By the time I left Congress, there was no significant bipartisan legislative activity -- none. We went from a time that produced a number of bipartisan [bills] to a time in which there were virtually none.

When I first came to the House, most members of Congress went back to their districts and routinely touted the relationships that they'd built across the aisle. It was considered to be good politics for Democrats to go back home and say, "I work with Republicans to get things done," and vice versa. By the time I left, the best politics was members going back to their districts and saying, "I'm standing there fighting the Republicans" or "I'm standing there fighting the Democrats."

This campaign cycle, the Democratic members of Congress facing primaries are not going around talking about the Republicans they work with. They're talking about how they're standing and fighting with Barack Obama to save Medicare and Social Security. The Republicans who are facing primaries are not going back to their districts and talking about the relationships they have with Democrats. They're talking about their efforts to repeal Obamacare and stop Democratic spending.

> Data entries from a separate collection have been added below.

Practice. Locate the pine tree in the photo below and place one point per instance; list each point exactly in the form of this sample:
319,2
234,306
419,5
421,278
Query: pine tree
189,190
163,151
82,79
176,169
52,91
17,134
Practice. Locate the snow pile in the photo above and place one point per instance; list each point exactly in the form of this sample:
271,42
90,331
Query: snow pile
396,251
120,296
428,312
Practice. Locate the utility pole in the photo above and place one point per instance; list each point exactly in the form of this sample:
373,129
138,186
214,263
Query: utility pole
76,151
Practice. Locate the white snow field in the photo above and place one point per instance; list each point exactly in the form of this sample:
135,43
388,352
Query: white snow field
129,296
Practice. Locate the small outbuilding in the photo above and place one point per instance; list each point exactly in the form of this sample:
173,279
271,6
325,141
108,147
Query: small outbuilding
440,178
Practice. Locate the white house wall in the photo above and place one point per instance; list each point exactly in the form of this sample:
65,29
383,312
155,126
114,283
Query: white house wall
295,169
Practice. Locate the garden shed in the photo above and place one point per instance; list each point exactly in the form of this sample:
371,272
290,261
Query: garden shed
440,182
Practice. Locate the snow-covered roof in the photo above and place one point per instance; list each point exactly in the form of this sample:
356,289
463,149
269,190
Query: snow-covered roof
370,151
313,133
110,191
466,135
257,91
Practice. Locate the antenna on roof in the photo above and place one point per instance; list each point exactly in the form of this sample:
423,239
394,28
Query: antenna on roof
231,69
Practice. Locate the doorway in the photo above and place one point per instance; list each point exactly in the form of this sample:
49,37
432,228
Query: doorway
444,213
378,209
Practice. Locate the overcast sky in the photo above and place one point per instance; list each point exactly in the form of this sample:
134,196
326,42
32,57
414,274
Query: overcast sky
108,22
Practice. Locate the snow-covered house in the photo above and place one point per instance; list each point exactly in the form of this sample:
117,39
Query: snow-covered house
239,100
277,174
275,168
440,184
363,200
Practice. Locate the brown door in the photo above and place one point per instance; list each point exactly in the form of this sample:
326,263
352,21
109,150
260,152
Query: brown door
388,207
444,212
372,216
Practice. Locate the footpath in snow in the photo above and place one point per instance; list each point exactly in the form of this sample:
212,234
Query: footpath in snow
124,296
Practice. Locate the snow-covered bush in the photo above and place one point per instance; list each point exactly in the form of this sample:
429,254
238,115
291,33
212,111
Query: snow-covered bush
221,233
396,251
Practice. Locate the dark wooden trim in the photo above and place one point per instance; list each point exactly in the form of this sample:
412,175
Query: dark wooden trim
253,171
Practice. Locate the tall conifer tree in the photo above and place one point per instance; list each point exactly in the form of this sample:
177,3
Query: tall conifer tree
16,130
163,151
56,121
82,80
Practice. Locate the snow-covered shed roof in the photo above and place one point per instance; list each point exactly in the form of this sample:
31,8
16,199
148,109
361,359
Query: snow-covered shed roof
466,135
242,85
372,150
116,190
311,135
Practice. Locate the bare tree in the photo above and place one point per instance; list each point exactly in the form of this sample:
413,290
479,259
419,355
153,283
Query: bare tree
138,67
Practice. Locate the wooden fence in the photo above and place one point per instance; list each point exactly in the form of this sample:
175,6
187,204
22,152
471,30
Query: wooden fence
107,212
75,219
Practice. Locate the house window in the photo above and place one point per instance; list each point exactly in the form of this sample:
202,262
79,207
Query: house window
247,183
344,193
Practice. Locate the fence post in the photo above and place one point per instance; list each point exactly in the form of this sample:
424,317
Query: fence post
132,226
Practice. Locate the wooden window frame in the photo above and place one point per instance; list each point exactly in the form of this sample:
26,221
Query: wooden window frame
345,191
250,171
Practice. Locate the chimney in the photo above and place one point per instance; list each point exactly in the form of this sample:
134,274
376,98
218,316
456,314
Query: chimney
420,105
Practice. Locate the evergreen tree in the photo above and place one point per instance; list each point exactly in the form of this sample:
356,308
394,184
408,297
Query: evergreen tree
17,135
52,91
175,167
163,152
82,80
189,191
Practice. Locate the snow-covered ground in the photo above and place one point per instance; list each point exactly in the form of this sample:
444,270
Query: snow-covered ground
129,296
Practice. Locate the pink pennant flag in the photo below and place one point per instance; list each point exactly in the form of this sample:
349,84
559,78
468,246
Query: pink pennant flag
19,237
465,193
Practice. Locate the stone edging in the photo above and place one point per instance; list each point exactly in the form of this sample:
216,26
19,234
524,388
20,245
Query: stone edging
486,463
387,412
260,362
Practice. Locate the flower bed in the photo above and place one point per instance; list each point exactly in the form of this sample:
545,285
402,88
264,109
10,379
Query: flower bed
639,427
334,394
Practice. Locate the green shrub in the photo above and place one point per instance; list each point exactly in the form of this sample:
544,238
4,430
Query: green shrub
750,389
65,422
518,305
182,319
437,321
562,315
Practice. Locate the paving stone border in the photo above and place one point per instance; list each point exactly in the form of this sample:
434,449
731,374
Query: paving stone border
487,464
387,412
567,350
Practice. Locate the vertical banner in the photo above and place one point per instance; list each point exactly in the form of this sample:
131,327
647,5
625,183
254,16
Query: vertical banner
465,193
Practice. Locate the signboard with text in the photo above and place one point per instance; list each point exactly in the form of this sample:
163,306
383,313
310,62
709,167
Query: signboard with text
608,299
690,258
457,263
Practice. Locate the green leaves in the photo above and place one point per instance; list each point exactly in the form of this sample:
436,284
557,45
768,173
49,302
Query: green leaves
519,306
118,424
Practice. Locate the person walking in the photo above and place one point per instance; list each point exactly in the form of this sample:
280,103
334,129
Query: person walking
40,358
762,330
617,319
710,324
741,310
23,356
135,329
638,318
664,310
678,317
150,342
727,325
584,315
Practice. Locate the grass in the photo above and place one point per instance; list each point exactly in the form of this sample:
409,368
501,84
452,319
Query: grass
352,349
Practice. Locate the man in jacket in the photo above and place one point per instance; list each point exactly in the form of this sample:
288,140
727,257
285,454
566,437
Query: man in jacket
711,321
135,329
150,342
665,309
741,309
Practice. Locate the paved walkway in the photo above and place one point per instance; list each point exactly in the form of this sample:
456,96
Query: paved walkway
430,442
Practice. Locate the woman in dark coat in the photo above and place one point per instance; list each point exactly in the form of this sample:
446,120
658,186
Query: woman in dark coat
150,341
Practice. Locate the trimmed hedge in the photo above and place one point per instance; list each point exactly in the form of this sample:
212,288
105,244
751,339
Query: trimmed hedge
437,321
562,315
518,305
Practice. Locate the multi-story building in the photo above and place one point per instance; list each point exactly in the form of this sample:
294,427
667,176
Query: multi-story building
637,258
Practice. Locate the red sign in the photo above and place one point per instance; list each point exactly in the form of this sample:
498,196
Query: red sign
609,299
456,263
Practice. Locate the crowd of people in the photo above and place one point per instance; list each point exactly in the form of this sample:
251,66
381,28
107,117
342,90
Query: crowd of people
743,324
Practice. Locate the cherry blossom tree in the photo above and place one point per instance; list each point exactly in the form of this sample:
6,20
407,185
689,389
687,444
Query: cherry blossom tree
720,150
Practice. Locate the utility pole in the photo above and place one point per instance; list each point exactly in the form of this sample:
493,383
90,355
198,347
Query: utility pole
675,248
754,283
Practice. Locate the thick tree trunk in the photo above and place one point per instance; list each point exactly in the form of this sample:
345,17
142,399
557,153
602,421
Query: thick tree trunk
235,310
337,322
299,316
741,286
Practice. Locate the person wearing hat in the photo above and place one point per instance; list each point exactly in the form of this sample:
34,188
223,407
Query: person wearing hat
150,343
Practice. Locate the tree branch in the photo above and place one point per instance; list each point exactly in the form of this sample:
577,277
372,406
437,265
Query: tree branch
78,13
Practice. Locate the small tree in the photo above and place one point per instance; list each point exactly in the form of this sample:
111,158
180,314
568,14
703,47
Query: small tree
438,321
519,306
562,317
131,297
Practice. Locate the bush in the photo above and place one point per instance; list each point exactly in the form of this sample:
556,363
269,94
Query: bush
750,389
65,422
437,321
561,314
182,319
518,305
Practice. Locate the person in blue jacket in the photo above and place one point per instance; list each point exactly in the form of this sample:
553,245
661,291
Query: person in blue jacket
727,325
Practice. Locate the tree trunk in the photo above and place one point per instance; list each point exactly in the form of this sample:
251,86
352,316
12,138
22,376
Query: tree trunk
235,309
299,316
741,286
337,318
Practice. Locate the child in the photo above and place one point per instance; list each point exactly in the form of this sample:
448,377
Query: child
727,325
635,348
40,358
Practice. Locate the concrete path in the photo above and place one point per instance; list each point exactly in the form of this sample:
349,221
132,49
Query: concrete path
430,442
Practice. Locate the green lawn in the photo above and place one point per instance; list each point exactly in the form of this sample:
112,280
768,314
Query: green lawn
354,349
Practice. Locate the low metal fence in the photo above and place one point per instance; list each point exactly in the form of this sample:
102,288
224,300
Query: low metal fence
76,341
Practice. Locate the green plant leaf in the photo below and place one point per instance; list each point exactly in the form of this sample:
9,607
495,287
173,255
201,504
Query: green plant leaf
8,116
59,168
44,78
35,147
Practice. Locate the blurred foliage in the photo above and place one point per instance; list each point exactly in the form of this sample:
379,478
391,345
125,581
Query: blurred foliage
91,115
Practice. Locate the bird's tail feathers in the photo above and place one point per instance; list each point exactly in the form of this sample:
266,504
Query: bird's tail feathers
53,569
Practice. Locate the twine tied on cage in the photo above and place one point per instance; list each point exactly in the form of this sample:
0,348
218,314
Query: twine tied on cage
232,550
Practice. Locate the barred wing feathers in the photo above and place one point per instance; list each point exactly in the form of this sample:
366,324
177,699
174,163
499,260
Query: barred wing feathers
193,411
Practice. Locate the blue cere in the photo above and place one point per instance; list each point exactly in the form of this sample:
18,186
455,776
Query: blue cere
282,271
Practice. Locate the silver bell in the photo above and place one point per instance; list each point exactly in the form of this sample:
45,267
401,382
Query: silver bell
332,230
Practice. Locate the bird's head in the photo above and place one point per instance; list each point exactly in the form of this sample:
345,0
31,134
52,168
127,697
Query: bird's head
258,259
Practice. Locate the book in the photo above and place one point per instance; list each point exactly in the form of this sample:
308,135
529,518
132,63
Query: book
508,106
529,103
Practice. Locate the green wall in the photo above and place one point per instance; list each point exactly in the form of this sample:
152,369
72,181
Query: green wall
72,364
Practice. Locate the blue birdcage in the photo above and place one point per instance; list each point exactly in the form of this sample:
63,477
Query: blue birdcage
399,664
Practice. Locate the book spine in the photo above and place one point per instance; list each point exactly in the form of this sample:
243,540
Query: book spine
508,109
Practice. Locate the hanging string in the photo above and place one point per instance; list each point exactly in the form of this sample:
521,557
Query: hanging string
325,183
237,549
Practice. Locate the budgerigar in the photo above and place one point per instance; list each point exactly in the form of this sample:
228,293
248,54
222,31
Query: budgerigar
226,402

So, there's been a change in how members describe their work. There's been a change in how members perceive what voters want them to do and be, and it's created a much more hyper-partisan environment. An important thing to point out, there were 63 new Republicans in 2010, and there were about 80 races that were competitive.

It sounds like a lot until you realize that there are 435 districts. Now I will certainly trust you do the math better than me, but subtract 80 from 435 and you're left with in the upper threes - that's the number of districts that were not competitive in one of the most fractious, volatile cycles we've ever seen, and a cycle where Republicans gained more seats than their party had gained since the 1930s.

Most people don't know that, or they know it but never thought about the significance of it. When 350-some seats are not contested, that means that first of all, for the given member of Congress, they're not terribly worried about the Democrat or Republican. They're worried about the person who may be building to challenge them in the primary. If you're a Democrat, you're worried about the guy who is active in Organizing for America, who's out there moving around the grassroots and who's arguing that you're not doing enough to fight Republicans. If you're a Republican, you're [worried about] the young Republican Tea Party activist who's going around saying, "We need a fighter, someone who will hold the line on spending and not someone who's working with those people." So, it causes both sides to structure their politics in a way that's very oriented toward their political base.

MB: How did that shift affect the way that you worked together on a day-to-day basis?

AD: You know, when members perceive there's a political advantage in working across the aisle, it's very easy for members to build social relationships with people across the aisle... Typically in the political world, politics drives social relationships and not the other way around. People often form social relationships with people they work with.